Я зашла в ванную, закрыла за собой дверь и, как будто по инерции, включила холодную воду, уткнулась в ладони и умылась так, будто пыталась смыть с себя не сон, не усталость, а всю эту ночь, все, что во мне до сих пор горело — его прикосновения, его губы, его голос, его… Господи, я даже боялась думать это слово. Я хотела смыть лишь бы не сходить с ума. Я смотрела на себя в зеркало — глаза мутные, губы искусаны, на шее еле заметные следы от поцелуев, и что-то внутри меня сжалось от страха — не перед Геной, нет, а перед тем, что я, наверное, правда влюбилась. Не влюбилась — провалилась. В Лешу. И пока я думала, как дальше жить, снаружи послышались шаги. Он вышел из комнаты. Зашуршал халатом. Потом дверь ванной чуть приоткрылась — он всегда так делал, даже не стуча, как будто ему можно все.

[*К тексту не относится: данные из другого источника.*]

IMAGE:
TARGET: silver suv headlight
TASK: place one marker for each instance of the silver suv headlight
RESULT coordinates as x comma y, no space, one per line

— Не сходишь в школу? — спросил он, будто между делом, лениво, без эмоций.
Я обернулась, посмотрела на него, в глаза, как будто в них могла найти ответ, зачем он спрашивает, и с трудом выдавила улыбку, дурацкую, как маску.
— Ген… сегодня же суббота.
Он поднял бровь — насмешливо, как будто я сказала что-то глупое. И ровно, спокойно, будто проговаривает прогноз погоды, выдал:
— Тебе разве не сообщили, что ночью нашли убитым ученика из твоего класса?
Я застыла. Все внутри замерло. Как будто время остановилось. Воздух в ванной стал тяжелым, мокрым, как в подвале, где нет окон, где нет выхода.
— Как… убитым?.. — прошептала я, медленно положив руку на грудь, будто хотела прижать сердце, чтобы оно не вырвалось.
Он смотрел на меня, как на табуретку. Равнодушно, даже с каким-то легким интересом, будто ждал реакции.
— Василий Рыжаков… Рыжий, кажется, его называли. Вчера ночью его пырнули. Сейчас уже расследуют.
Он ушел, оставив дверь приоткрытой, а я осталась стоять, держась за раковину, потому что ноги перестали слушаться. Слезы шли сами. Без звука, без рыданий. Просто текли, как будто кто-то открыл кран внутри. Я слышала, как кровь стучит в висках, как собственное сердце скребет изнутри ногтями. Рыжий… Васька. Тот самый, которого я видела возле школы, тот, кто всегда казался мне громким, живым, настоящим. Его больше нет. И пока я всхлипывала, в груди что-то шептало — страшное, эгоистичное, мерзкое… не он. Не Леша. Не Леша, Господи, это не леша, слава богу. Мне стало стыдно от самой себя. Потому что боль от того, что убили моего ученика, была настоящей, но была еще одна мысль, черная, ужасная — где был в ту ночь Леша? Он был со мной. Он был рядом, когда кто-то убивал его друга. И теперь я знала, куда он исчез. Знала, почему не вернулся утром. Он узнал. Он понял. И я… Я, сука, тянула его к себе, когда кто-то звал его на помощь. И теперь я не знаю, как жить с этим. Потому что сердце — оно разрывается пополам: от вины… и от ужаса.